Saturday, June 11, 2011

Why Powerful Men Behave Badly

Power on. 
One partial explanation for all the recent bad behavior among powerful men in office is explored in NPR science correspondent Shankar Vedantam's light but interesting piece on All Things Considered yesterday. 
Vedantam interviews social Dutch psychologist Joris Lammers  who finds  activation in the brains of both men and women quickly shifts from areas associated with risk aversion (staying out of trouble) to those associated with reward seeking (getting laid) when subjects are given just a little bump up to their sense of power. 
Even more interesting, Jon Maner, at Florida State,  finds that students given a brief feeling of power were more likely to start flirting with an opposite-sex stranger sitting next to them. Add power, the flirting rises. Subtract power, it dips. "Power-holders tended to touch their subordinates more, they maintained more direct eye contact. They behaved in an overall more flirtatious manner," says Manner. Men and women both, and to the same degree.
And the more power Maner's subjects have, the more likely they are  to overestimate their own desirability and to interpret the behavior of others as flirtatious. In other words, says Vedantam, "when you say 'hello' to someone, an ordinary person thinks you said "hello." A powerful person thinks you meant 'hel-lo.'" It doesn't take a lot of power, either. "A small amount of money in a short laboratory interaction was sufficient to elicit this overestimation of sexual interest," says Maner. 

2 comments:

MaoClare said...

This is fascinating.
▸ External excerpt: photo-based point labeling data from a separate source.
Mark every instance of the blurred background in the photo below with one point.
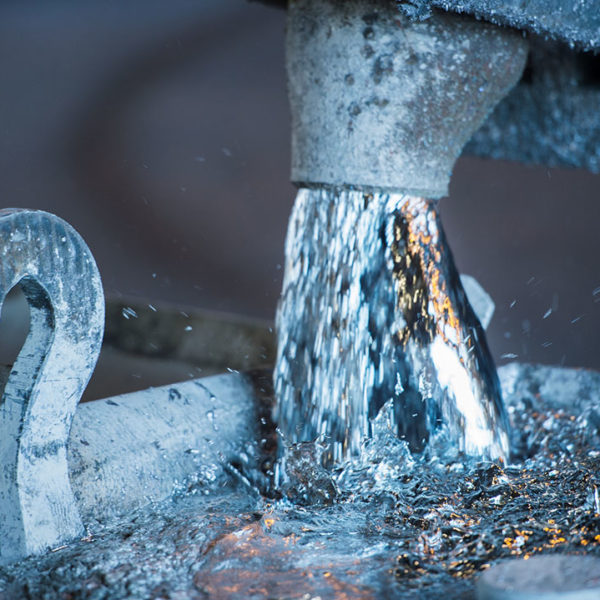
(160, 131)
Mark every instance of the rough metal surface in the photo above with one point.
(552, 116)
(576, 22)
(384, 102)
(59, 278)
(128, 451)
(550, 577)
(420, 532)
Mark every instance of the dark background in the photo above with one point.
(160, 131)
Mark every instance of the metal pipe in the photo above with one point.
(372, 308)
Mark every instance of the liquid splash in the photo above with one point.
(373, 314)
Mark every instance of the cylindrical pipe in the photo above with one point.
(379, 101)
(127, 451)
(372, 309)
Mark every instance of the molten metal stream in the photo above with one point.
(372, 311)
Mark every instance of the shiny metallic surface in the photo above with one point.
(373, 311)
(58, 275)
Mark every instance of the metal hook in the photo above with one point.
(59, 277)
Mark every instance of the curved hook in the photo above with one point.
(59, 277)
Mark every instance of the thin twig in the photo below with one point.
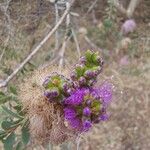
(131, 8)
(62, 52)
(119, 7)
(76, 42)
(37, 48)
(92, 44)
(57, 31)
(92, 6)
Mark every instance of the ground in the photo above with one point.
(127, 64)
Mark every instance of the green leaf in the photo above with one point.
(2, 134)
(19, 146)
(6, 125)
(9, 142)
(3, 98)
(13, 114)
(13, 90)
(25, 135)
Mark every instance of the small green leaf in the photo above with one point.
(13, 90)
(9, 142)
(19, 146)
(11, 112)
(6, 125)
(25, 135)
(2, 134)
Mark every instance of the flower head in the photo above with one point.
(128, 26)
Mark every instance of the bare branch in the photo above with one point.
(92, 6)
(120, 7)
(37, 48)
(76, 42)
(62, 52)
(91, 43)
(57, 32)
(131, 8)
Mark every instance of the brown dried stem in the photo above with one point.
(37, 48)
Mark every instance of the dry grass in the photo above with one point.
(129, 125)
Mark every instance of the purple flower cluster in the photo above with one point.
(83, 104)
(128, 26)
(86, 107)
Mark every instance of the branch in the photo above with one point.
(131, 8)
(57, 32)
(37, 48)
(120, 7)
(76, 42)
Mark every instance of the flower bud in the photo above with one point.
(83, 60)
(89, 74)
(73, 76)
(86, 111)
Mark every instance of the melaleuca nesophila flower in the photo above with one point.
(87, 106)
(57, 87)
(60, 107)
(87, 70)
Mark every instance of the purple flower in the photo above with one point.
(75, 123)
(128, 26)
(76, 98)
(69, 113)
(104, 117)
(105, 92)
(86, 111)
(87, 125)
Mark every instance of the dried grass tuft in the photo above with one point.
(46, 119)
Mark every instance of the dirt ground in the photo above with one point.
(128, 127)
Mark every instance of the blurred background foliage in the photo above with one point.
(127, 57)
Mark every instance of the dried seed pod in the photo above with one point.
(46, 121)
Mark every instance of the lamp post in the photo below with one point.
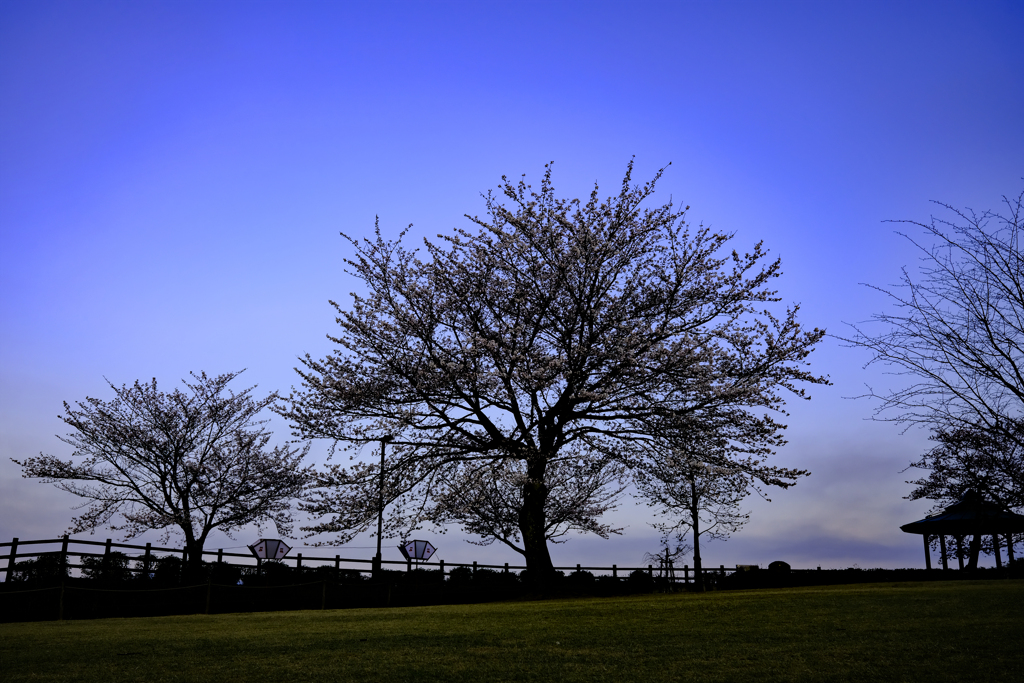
(376, 566)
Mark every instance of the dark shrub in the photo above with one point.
(44, 568)
(461, 575)
(640, 581)
(167, 570)
(224, 573)
(581, 579)
(111, 568)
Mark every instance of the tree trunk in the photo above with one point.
(697, 572)
(532, 525)
(194, 564)
(975, 550)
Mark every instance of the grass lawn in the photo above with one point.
(963, 631)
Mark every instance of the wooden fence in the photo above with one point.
(145, 558)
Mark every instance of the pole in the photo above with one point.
(10, 559)
(376, 567)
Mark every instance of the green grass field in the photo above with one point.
(893, 632)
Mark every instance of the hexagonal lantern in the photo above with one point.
(269, 549)
(417, 550)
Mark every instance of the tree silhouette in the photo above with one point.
(190, 461)
(526, 356)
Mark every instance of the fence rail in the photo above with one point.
(301, 561)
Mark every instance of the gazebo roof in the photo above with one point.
(972, 514)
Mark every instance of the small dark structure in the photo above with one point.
(974, 516)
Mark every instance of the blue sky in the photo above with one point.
(173, 177)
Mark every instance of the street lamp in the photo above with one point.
(376, 566)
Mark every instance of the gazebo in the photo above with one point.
(972, 515)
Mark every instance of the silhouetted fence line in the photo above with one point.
(145, 560)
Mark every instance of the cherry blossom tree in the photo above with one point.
(523, 366)
(697, 478)
(189, 461)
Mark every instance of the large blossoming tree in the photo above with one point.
(519, 365)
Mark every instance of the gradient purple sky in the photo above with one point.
(174, 175)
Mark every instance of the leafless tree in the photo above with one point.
(957, 334)
(560, 332)
(190, 461)
(697, 479)
(957, 330)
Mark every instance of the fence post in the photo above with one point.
(107, 559)
(64, 558)
(10, 559)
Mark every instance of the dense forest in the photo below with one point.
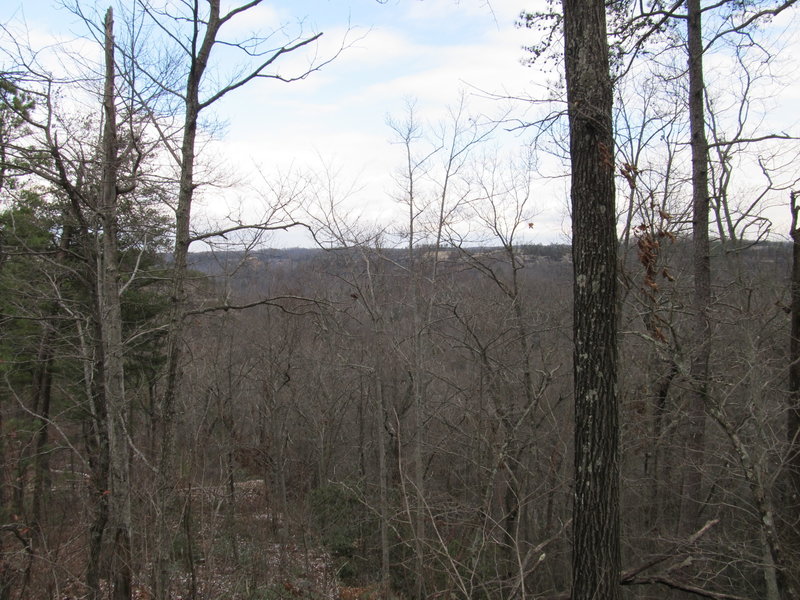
(436, 408)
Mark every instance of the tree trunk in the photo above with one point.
(692, 482)
(595, 553)
(793, 414)
(111, 327)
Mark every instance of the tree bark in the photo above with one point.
(692, 482)
(595, 552)
(111, 326)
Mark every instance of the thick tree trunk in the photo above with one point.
(595, 552)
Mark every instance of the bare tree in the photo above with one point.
(596, 550)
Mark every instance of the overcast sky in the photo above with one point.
(398, 51)
(426, 51)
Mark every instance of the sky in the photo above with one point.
(430, 53)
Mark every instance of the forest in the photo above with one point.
(440, 407)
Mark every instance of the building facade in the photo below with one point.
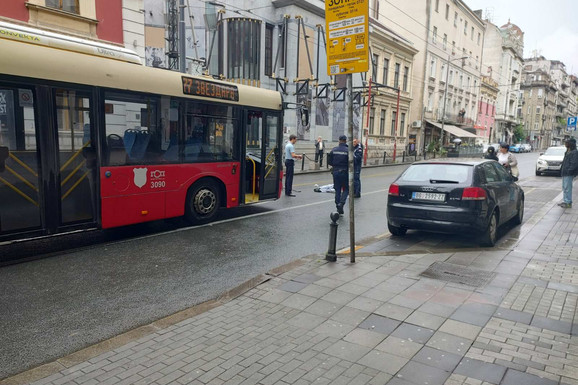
(503, 59)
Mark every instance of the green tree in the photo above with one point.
(519, 133)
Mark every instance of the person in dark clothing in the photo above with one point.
(357, 158)
(338, 159)
(491, 154)
(568, 171)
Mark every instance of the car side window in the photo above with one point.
(490, 172)
(502, 174)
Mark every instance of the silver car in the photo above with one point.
(550, 161)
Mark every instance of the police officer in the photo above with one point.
(338, 158)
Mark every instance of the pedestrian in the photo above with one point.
(357, 157)
(338, 159)
(508, 160)
(568, 171)
(290, 157)
(491, 154)
(319, 148)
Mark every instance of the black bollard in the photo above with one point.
(331, 256)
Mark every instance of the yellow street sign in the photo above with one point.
(347, 32)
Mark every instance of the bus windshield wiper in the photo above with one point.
(443, 181)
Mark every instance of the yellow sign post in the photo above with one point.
(347, 30)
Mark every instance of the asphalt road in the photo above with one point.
(54, 306)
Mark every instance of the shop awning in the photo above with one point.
(456, 131)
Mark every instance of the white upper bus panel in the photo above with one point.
(65, 42)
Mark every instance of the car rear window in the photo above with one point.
(455, 173)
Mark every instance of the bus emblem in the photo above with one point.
(140, 176)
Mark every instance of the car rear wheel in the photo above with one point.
(520, 215)
(397, 231)
(491, 232)
(203, 202)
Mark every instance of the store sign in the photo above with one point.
(347, 30)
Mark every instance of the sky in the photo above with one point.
(549, 26)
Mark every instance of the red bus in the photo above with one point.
(90, 138)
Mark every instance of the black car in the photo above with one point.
(463, 196)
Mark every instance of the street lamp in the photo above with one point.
(446, 95)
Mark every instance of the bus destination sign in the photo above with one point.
(208, 89)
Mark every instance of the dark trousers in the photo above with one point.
(340, 182)
(289, 171)
(319, 155)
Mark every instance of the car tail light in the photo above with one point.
(474, 194)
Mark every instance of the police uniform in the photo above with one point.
(339, 161)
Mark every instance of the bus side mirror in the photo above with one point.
(304, 116)
(4, 154)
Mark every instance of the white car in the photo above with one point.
(550, 161)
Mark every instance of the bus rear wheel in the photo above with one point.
(203, 202)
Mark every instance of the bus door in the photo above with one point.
(261, 175)
(20, 176)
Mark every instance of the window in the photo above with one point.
(382, 122)
(385, 70)
(372, 120)
(269, 49)
(64, 5)
(432, 67)
(405, 76)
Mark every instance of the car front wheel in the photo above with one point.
(491, 232)
(397, 231)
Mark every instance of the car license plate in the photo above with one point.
(429, 196)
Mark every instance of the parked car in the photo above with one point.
(470, 196)
(550, 161)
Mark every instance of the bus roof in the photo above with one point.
(20, 58)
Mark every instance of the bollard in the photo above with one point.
(331, 256)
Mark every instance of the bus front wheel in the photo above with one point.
(203, 202)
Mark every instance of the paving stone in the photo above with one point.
(514, 377)
(437, 358)
(383, 361)
(481, 370)
(413, 333)
(419, 373)
(513, 315)
(379, 324)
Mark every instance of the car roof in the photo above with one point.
(461, 161)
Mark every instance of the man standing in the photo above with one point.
(357, 157)
(319, 148)
(290, 157)
(338, 158)
(568, 171)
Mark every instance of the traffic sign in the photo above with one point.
(347, 32)
(572, 123)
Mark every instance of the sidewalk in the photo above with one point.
(482, 316)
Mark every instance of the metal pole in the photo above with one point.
(350, 167)
(182, 38)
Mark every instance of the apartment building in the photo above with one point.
(447, 75)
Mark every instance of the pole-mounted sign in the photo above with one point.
(347, 29)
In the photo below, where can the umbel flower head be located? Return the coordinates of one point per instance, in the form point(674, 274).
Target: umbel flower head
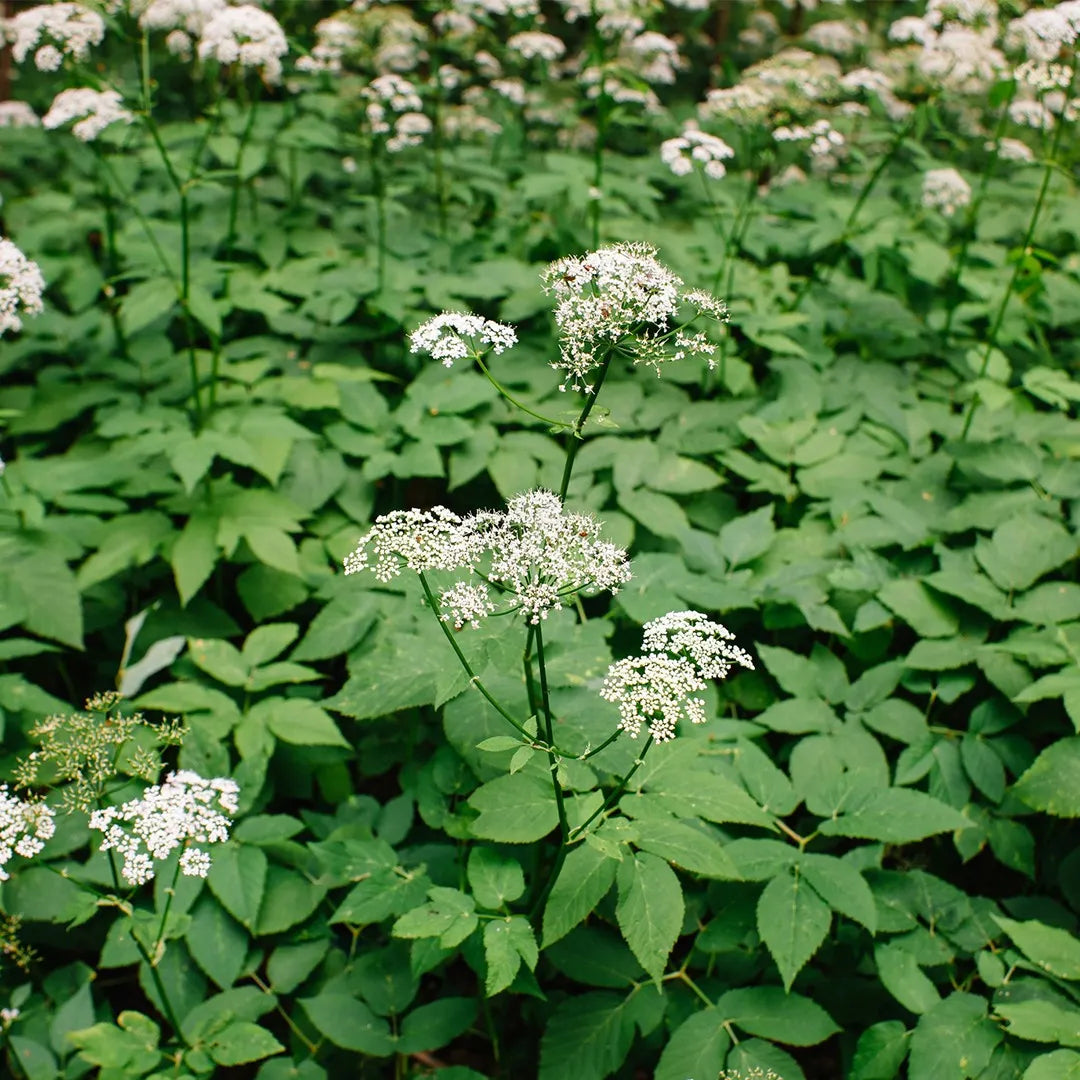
point(531, 557)
point(946, 190)
point(454, 336)
point(183, 811)
point(21, 287)
point(94, 110)
point(682, 650)
point(246, 36)
point(54, 30)
point(24, 828)
point(619, 298)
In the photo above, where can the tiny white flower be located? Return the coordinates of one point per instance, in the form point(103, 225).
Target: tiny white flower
point(93, 110)
point(24, 826)
point(21, 287)
point(946, 190)
point(455, 335)
point(246, 36)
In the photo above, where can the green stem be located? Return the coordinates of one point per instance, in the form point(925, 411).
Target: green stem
point(849, 226)
point(969, 231)
point(578, 831)
point(574, 437)
point(473, 677)
point(1000, 314)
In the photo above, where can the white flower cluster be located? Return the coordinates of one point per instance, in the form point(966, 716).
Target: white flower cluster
point(824, 139)
point(534, 44)
point(185, 808)
point(946, 190)
point(690, 635)
point(93, 109)
point(21, 287)
point(54, 30)
point(246, 36)
point(17, 115)
point(188, 16)
point(696, 147)
point(534, 554)
point(619, 296)
point(683, 649)
point(454, 335)
point(24, 828)
point(389, 95)
point(334, 38)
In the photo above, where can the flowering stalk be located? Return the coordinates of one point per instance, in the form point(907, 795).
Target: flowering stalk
point(473, 677)
point(976, 202)
point(849, 226)
point(991, 338)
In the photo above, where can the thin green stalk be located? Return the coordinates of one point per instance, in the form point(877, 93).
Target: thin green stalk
point(1000, 314)
point(473, 677)
point(574, 437)
point(564, 828)
point(578, 831)
point(849, 226)
point(969, 230)
point(513, 401)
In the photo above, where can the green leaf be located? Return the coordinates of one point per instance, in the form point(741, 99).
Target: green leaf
point(772, 1013)
point(1058, 1065)
point(516, 809)
point(880, 1052)
point(841, 887)
point(954, 1040)
point(1052, 783)
point(684, 846)
point(450, 916)
point(434, 1025)
point(194, 555)
point(919, 608)
point(216, 942)
point(238, 877)
point(697, 1048)
point(793, 921)
point(298, 720)
point(507, 943)
point(1053, 949)
point(747, 537)
point(588, 1037)
point(1041, 1021)
point(649, 910)
point(895, 815)
point(349, 1024)
point(583, 881)
point(496, 879)
point(1023, 549)
point(289, 899)
point(902, 976)
point(241, 1042)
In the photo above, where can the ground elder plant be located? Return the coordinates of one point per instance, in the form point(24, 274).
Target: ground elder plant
point(700, 696)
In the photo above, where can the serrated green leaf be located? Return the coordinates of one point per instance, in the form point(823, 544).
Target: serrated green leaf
point(954, 1040)
point(841, 887)
point(1053, 949)
point(772, 1013)
point(515, 809)
point(649, 910)
point(1052, 783)
point(902, 976)
point(697, 1048)
point(895, 815)
point(584, 880)
point(793, 921)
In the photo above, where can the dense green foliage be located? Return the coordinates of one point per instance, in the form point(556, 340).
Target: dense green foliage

But it's also interesting that, in profiles of leaders such as Bill Clinton, Eliot Spitzer, their appetites for power, intellectual challenge, food (for Clinton), and sex, predated their powerful positions... so it may also be that men with oversized appetites are those who become leaders.

The Author said...

Good point, MaoClaire! There may also be an amplification effect; these guys start out with big appetites, which--assuming talent and luck and opportunity--land them in postions of power, which reduces their risk aversion and further increases their appetites, which may lead to more power still. Eventually, though, given enough time--and little enough attention to the dangers of risky (bad) behavior--they'll get caught with their pants down either in their private or political lives.